Mendengar semua ini membuat dirinya geram dan tidak mampu untuk berkata kata. Dia bukan marah pada istrinya, tapi pada saudara-saudara istrinya.

Berani sekali mereka memanfaatkan kebaikan hati istrinya? Hutang? Bukankah itu hutang mereka? Usaha mereka sendiri? Jangan pernah berharap dia akan membayar hutang mereka.

Tanpa bicara lagi, dia pergi ke luar rumah untuk menenangkan dirinya. Dia tidak ingin emosinya yang luar biasa ini menyakiti istri maupun putrinya.

Namun seiring berjalannya waktu dia tidak tega melihat istrinya yang tertekan. Tidak hanya itu, istrinya mulai mengajukan cerai padanya hampir setiap hari.

Tidakkah istrinya sadar bahwa dia berani mengambil resiko nyawanya demi kepentingan keluarga ini? Demi kebahagiaan dan masa depan keluarga ini?

Tapi hanya karena istrinya merasa kasihan pada saudara-saudaranya, semua harapan dan impiannya hancur seketika. Semua jerih payah selama dua tahun dia meninggalkan mereka juga sia-sia.

Lalu, jika istrinya dan putrinya hidup dalam kemiskinan hanya karena istrinya kasihan pada saudara-saudaranya, untuk apa dia bekerja selama dua tahun mrmpertaruhkan nyawanya?

Meskipun begitu, dia tetap kembali ke pekerjaannya yang lama. Untungnya, dia selalu menjaga tubuhnya tetap bugar sehingga dia bisa diterima lagi di pertambangan.

Sekali lagi dia membutuhkan waktu dua tahun penuh untuk mendapatkan hasil yang diinginkan.

Setelah dua tahun bekerja, dia tidak begitu bersemangat untuk kembali pulang. Dia tahu akan kemana uang ini nanti setelah diserahkan pada istrinya.

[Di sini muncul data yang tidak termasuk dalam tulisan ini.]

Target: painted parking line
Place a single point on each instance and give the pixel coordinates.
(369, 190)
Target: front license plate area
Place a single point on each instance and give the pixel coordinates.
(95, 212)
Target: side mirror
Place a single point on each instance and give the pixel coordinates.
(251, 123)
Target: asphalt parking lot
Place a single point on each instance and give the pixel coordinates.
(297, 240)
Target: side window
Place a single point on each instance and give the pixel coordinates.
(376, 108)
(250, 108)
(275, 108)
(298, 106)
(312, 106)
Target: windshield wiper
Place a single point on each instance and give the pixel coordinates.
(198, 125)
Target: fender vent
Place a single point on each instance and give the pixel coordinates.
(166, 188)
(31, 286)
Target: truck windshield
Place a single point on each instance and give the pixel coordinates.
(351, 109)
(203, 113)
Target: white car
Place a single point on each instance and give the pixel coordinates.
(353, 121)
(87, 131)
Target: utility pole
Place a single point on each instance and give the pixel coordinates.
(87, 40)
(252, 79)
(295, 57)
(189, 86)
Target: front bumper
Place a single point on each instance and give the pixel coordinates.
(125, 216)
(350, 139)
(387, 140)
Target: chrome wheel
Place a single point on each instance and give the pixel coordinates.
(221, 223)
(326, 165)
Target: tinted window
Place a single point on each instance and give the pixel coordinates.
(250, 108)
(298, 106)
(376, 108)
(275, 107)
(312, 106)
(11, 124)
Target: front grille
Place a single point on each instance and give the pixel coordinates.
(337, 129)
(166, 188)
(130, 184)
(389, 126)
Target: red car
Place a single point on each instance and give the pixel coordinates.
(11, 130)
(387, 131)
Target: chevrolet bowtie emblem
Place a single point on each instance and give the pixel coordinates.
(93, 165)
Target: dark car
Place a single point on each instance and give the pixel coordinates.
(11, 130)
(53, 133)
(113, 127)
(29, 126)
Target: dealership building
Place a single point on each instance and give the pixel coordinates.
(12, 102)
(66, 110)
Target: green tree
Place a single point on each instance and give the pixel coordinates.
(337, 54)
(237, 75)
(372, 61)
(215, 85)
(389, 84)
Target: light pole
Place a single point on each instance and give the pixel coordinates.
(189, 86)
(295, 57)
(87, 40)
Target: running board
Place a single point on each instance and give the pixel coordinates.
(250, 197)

Namun satu-satunya yang tetap membawa kakinya ke rumah adalah putrinya. Bahkan disaat putrinya mulai menjauh darinya, bersikap dingin padanya.. dia masih bertahan.

Hingga disatu titik saat dia sudah mulai tidak kuat.

"Bukannya lebih baik kalian cerai saja? Kau seringkali membuat mama marah dan sakit. Kau juga tidak peduli dengan keadaan keluarga ini. Apa gunanya keberadaanmu disini?"

Apa gunanya keberadaannya dikeluarga ini? Bukankah dia tetap ada disana demi menjaga keutuhan keluarga?

Namun dalam hati kecilnya dia sudah tahu, bahwa keluarga ini sudah lama retak. Sudah tidak ada jalan untuk diperbaiki dan dia sudah lelah berusaha mempertahankannya.

Karena itu... dia memutuskan untuk bercerai.